Allez un second, puisque vous semblez les aimer...
Valériane :
- Tu m'entends Valériane, tu restes dans la voiture de Monsieur Jacques, mais tu ne touches à rien !! À rien !!
Valériane hoche la tête, sa maman est encore grondeuse. Elle n'aime pas cette voix qu'elle a avec elle. Pas du tout la même que celle qu'elle prend avec Nanou. Peut-être que dans une famille, les mamans ont une voix par enfant. Une voix qui arrive dans son ventre en même temps que le bébé. Et plus le bébé est beau et plus la voix est douce. Valériane n'était pas un beau bébé. Cela, elle le sait. Maman le lui a dit. "Il faut couper tes cheveux, ils ne sont pas jolis"." Cache donc tes genoux, ils sont laids"." Tu as de bien vilaines dents ma pauvre fille"... Pourquoi ma pauvre fille ? Parce que moins on est jolie, moins on est riche ?
Valériane ne sait pas. Alors, comme elle n'est pas très jolie, du coup, elle est pauvre alors elle s'applique. À faire comme il faut. Tout comme il faut. Ne jamais rentrer dans la chambre de maman pour y faire un câlin dans le lit, bien ranger ses affaires, rire souvent pour montrer comme elle est de bonne humeur. Ne pas désobéir.
Donc aujourd'hui rester dans la voiture et ne rien toucher.
Mais il y a ce petit bonhomme en plastique bleu, tout rond, tout rigolo. Il est attaché au rétroviseur avec une ventouse. Maman a vu le regard de Valériane.
- Je t'interdis de toucher au petit bonhomme Antar !! Tu as compris ?!
Valériane a compris, maman claque la portière et disparaît dans l'escalier de pierres. Valériane a compris alors elle le caresse des yeux, le petit bonhomme, elle le frôle de son cœur et lui parle de ses rêves. Il semble très attentif, il a même arrêté de gigoter au bout de sa petite chaîne. Il semble bien qu'il écoute ce que lui murmure la petite, mais comme il n'entend pas très bien, la ventouse se décolle et il tombe. Tout seul, tout droit dans le cendrier débordant de mégots sales.

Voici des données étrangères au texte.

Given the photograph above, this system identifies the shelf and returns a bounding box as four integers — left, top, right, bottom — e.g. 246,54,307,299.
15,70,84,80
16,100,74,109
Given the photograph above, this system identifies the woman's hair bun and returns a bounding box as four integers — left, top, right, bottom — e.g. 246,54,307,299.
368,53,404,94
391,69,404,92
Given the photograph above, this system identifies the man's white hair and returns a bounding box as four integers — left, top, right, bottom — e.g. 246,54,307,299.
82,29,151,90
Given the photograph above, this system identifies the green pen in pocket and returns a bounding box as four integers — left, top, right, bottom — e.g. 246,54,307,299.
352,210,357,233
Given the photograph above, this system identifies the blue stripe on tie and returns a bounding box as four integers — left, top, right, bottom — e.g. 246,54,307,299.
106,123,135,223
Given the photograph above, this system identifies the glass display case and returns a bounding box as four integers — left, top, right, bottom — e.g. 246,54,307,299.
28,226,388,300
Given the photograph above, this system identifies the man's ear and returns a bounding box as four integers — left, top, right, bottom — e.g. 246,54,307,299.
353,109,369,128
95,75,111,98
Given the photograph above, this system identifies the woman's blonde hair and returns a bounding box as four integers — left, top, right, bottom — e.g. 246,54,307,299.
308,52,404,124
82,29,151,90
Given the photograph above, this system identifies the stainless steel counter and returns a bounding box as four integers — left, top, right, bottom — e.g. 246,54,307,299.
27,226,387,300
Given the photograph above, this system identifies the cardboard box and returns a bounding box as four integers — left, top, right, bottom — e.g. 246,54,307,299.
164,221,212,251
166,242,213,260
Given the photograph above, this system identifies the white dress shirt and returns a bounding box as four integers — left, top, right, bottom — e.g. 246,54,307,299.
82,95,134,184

Valériane sent son cœur qui s'arrête. Maman va revenir, elle l'accusera. Elle se faufile entre les deux sièges avant et de sa petite main maladroite essaie de recoller le bonhomme bleu. Il résiste, c'est qu'il ne veut pas, pense Valériane, il ne veut plus être accroché comme un saucisson. Il pleure sans doute d'être seul lui aussi. Ils se chuchotent tous les deux les plus belles promesses, elle ne l'abandonnera jamais. Maman est arrivée discrètement. (Sournoisement pense le bonhomme bleu)
elle gifle Valériane, la gifle numéro trois d'aujourd'hui.
- Tu es vraiment, vraiment méchante ! Une très vilaine petite fille !
Monsieur Jacques est avec elle.
- Ce n'est rien, oh vraiment, ce n'est pas grave !! Il te plaît Valériane ? Alors, garde le !
Maman a enfoui le petit bonhomme dans son grand sac. Valériane ne pipe pas mot. Elle attend. Sur l'autoroute, maman a ouvert la vitre et a jeté le petit bonhomme par la fenêtre. Valériane l'a vu passé, elle l'a entendu crier. Elle croise dans le rétroviseur les yeux de maman, ses yeux noirs. Elle ne pleure pas. Elle a juste le cœur au bord des mots.